La “Casa del Vento Rosa” amplia l’assistenza psicologica

La Casa Albergo fornisce nuove e sempre più appropriate risposte ai bisogni delle persone sofferenti e dei loro cari

Aumentano i servizi all’Hospice, "perché non è un luogo dove andare a morire"

LENDINARA - Il Centro residenziale di cure palliative “Casa del Vento Rosa” di Lendinara amplia l’assistenza psicologica che già eroga, per fornire nuove e sempre più appropriate risposte ai bisogni delle persone sofferenti e dei loro cari. L’obiettivo, ricorda la presidente della Casa Albergo Tosca Sambinello, è che l’Hospice divenga il luogo in cui “non si va a morire”, ma “dove si vive la fase finale della propria esistenza con la propria dignità di persona”, dove la qualità di vita è posta al centro dell’agire dell’equipe di cura e dove anche la famiglia della persona sofferente sia presa in carico e supportata. Ricorda, inoltre, che il servizio è rivolto a persone affette da diverse patologie, sia oncologiche, che non (cardio-circolatorie, respiratorie, neurologiche, metaboliche), caratterizzate da un’evoluzione inarrestabile con prognosi infausta e non più rispondenti a trattamenti specifici. È possibile fruire anche di ricoveri di sollievo di durata limitata, pensati per alleviare le famiglie da carichi assistenziali spesso elevati, oppure per costruire o migliorare le modalità, fisiche e psichiche, con cui affrontare i giorni che verranno. Per accedere al servizio, che è gratuito e continuativo e può accogliere fino a un massimo di 10 utenti, tutti in stanza singola, è sufficiente rivolgersi al medico di medicina generale nel caso in cui il paziente provenga dal proprio domicilio, oppure al medico di reparto nel caso in cui il paziente sia già ricoverato. Potrebbe sembrare, continua la psicologa dell’Hospice Matilde Montresor, che con la pandemia del Covid 19, i valori su cui si fonda il nostro lavoro, “entrare in contatto, farsi vicini, accompagnare, prendersi cura, stare accanto e accudire, siano stati minati e ridotti ad un potenziale pericolo, caricando ulteriormente la sofferenza che ogni percorso assistenziale già di per sé porta; ma in questo tempo sospeso intendiamo stare con la persona sofferente e la sua famiglia”.

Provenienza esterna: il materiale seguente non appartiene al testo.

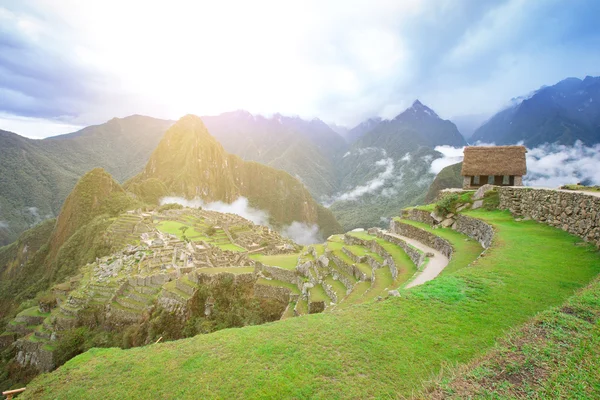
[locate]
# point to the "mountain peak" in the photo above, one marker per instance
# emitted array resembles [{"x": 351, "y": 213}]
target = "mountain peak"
[{"x": 418, "y": 109}]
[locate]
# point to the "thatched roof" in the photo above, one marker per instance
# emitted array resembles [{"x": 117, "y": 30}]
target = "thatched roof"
[{"x": 494, "y": 160}]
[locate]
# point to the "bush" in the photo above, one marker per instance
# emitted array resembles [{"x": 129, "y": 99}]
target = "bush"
[
  {"x": 211, "y": 230},
  {"x": 446, "y": 205}
]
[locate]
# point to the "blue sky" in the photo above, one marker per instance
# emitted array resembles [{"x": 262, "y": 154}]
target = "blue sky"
[{"x": 68, "y": 63}]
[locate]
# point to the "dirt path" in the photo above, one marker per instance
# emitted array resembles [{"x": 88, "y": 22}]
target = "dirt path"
[{"x": 432, "y": 269}]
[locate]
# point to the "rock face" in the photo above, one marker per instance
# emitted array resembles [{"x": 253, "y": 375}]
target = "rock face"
[
  {"x": 575, "y": 212},
  {"x": 189, "y": 162}
]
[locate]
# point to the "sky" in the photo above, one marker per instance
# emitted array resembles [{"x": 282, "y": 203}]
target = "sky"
[{"x": 66, "y": 64}]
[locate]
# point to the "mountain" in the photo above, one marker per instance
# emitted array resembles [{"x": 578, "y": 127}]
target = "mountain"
[
  {"x": 562, "y": 113},
  {"x": 191, "y": 163},
  {"x": 37, "y": 175},
  {"x": 468, "y": 124},
  {"x": 305, "y": 149},
  {"x": 448, "y": 177},
  {"x": 389, "y": 167},
  {"x": 54, "y": 249},
  {"x": 361, "y": 129}
]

La presa in carico psicologica si articola quindi in tre diversi momenti: nella fase precedente all’accoglienza in Hospice, in cui le persone in lista d’attesa e i loro familiari, sono contattati per dar loro sostegno emotivo e facilitare le scelte, spesso dolorose, che devono compiere; nella fase della presenza vera e propria nella struttura, durante la quale la sofferenza dell’utente e della sua famiglia è accolta, ascoltata, compresa e sostenuta; infine, nella fase successiva al passaggio della persona sofferente, dove la sua famiglia sarà accompagnata nel percorso di lutto attraverso la partecipazione a gruppi di auto-mutuo-aiuto e/o l’attivazione di percorsi psicologici individuali.